You Can't Keep a Good Woman Down Story 3: Elethia Summary

  • This story focuses on a young woman named Elethia who carries a small jar of ashes around with her wherever she goes.
  • In Elethia's town, there is a popular restaurant called Old Uncle Albert's. It's owned by the descendant of a local slaveholder.
  • The restaurant has a bizarre piece of décor in the window: a "stuffed" effigy of Uncle Albert, perhaps made of wax, like those statues at Madame Tussauds.
  • If you haven't guessed it yet, Uncle Albert was a Black man. In the window version, Uncle Albert is dressed as a server carrying a silver tray.
  • The older Black people in town have some recollection of Albert Porter, the real Uncle Albert. They think that dummy Albert was lucky to be in a restaurant that wouldn't serve Black people.
  • But Elethia can't help but wonder about Uncle Albert's amazingly lifelike hair and nails. She works in the kitchen of the restaurant one summer and learns a horrid truth.
  • Old Uncle Albert is not a dummy. He's the real thing. Someone had gone all taxidermy on the poor man, and there he stands in the window of the restaurant, like a piece of furniture.
  • Elethia can't take it. She and her friends break into the restaurant one night and steal Uncle Albert.
  • Elethia and her friends burn Uncle Albert in the high school's incinerator, and each of the three friends keeps a small bottle of his ashes. The experience shakes them and changes them.
  • Elethia gets jumpy whenever she hears a noise and is always looking over her shoulder. She spends her life checking out museum "dummies," mostly of Native Americans, to figure out if they are real or not.
  • Elethia realizes that she can't burn all the real ones (there are too many—ugh) and doesn't know what their wishes would be. Elethia burned Albert because she was pretty sure he'd want that for himself.
  • The narrator tells us a little more about the real Albert Porter, courtesy of the "old folks" who actually knew him.
  • The old folks remember a time when white men castrated a Black boy and hung his testicles where the Black community could see them.
  • Albert took the testicles down and buried them. Nobody ever found the rest of the boy's body.
  • Albert and his parents were slaves. They didn't learn about emancipation for 10 years—the landowner kept them in ignorance and slavery the whole time.
  • But Albert wouldn't be broken by that, and he paid the price. The master especially hated Albert and would beat him.
  • Albert wouldn't leave, even when he could, but did his best to wreak havoc on the place. He suffered a lot because of this.
  • The old people say that they couldn't understand how dummy Albert had a mouth full of teeth—he'd had all of his own teeth knocked out from rough treatment.
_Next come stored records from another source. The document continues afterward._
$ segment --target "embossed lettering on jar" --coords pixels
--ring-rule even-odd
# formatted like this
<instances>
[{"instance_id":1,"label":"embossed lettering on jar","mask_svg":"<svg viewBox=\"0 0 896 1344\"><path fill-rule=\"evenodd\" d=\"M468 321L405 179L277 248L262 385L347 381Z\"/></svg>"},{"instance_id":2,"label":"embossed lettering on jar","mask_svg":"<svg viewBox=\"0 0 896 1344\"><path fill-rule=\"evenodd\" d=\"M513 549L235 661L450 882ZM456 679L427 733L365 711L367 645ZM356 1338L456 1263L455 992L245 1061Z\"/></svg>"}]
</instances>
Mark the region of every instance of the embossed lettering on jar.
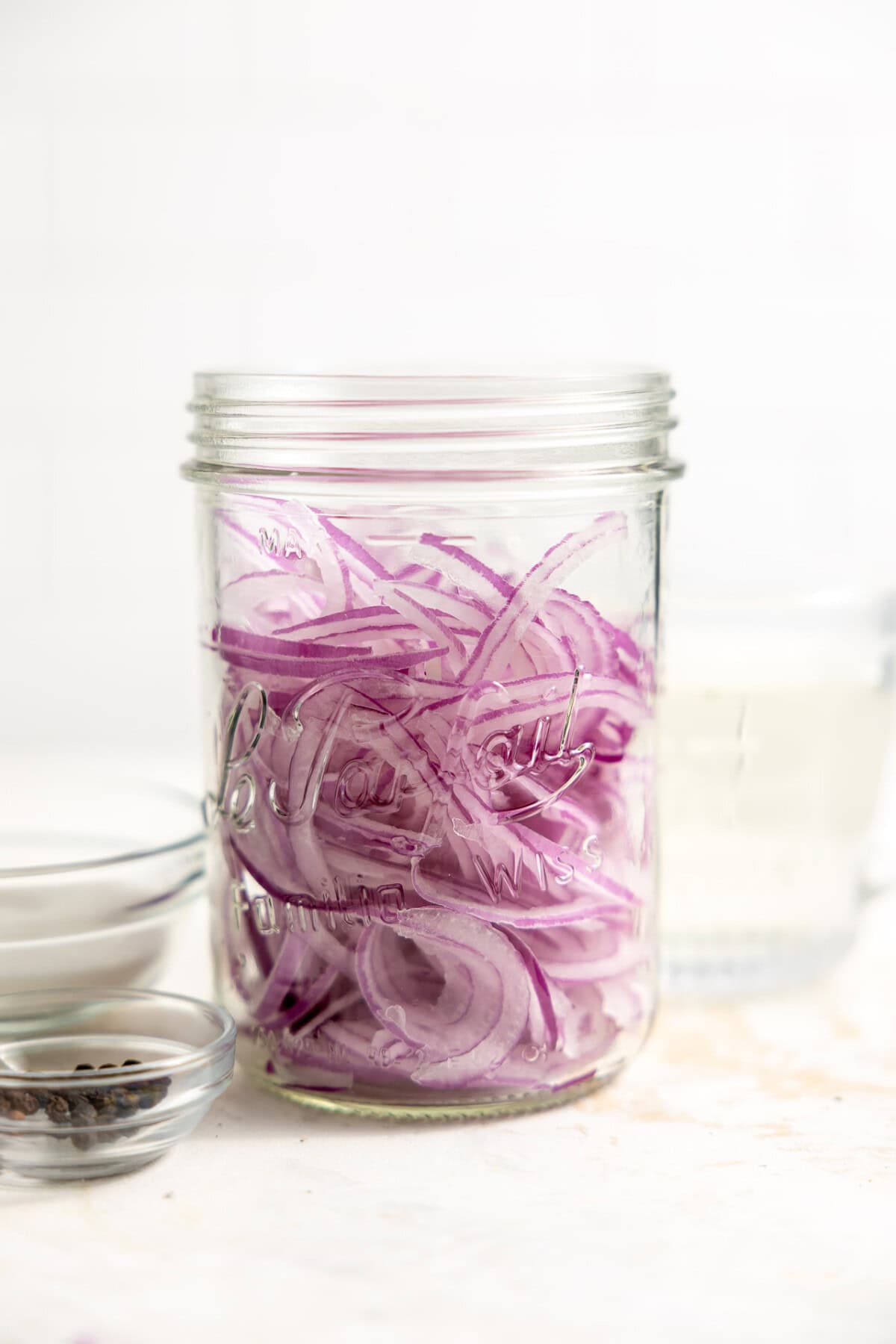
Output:
<instances>
[{"instance_id":1,"label":"embossed lettering on jar","mask_svg":"<svg viewBox=\"0 0 896 1344\"><path fill-rule=\"evenodd\" d=\"M525 1109L645 1039L669 399L196 378L216 976L261 1083Z\"/></svg>"}]
</instances>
  • Elethia eventually goes to college, and her compadres enlist in the Army. Uncle Albert follows her. She sees him in the textbooks she studies and all over the world. She sees him everywhere, in fact. (Walker says she also sees many Aunt Albertas—not to leave women out of the misery.)
  • Elethia keeps Albert's ashes and writes down the old-timers' memories of him.
  • In her mind, Elethia won't allow Uncle Alberts to exist.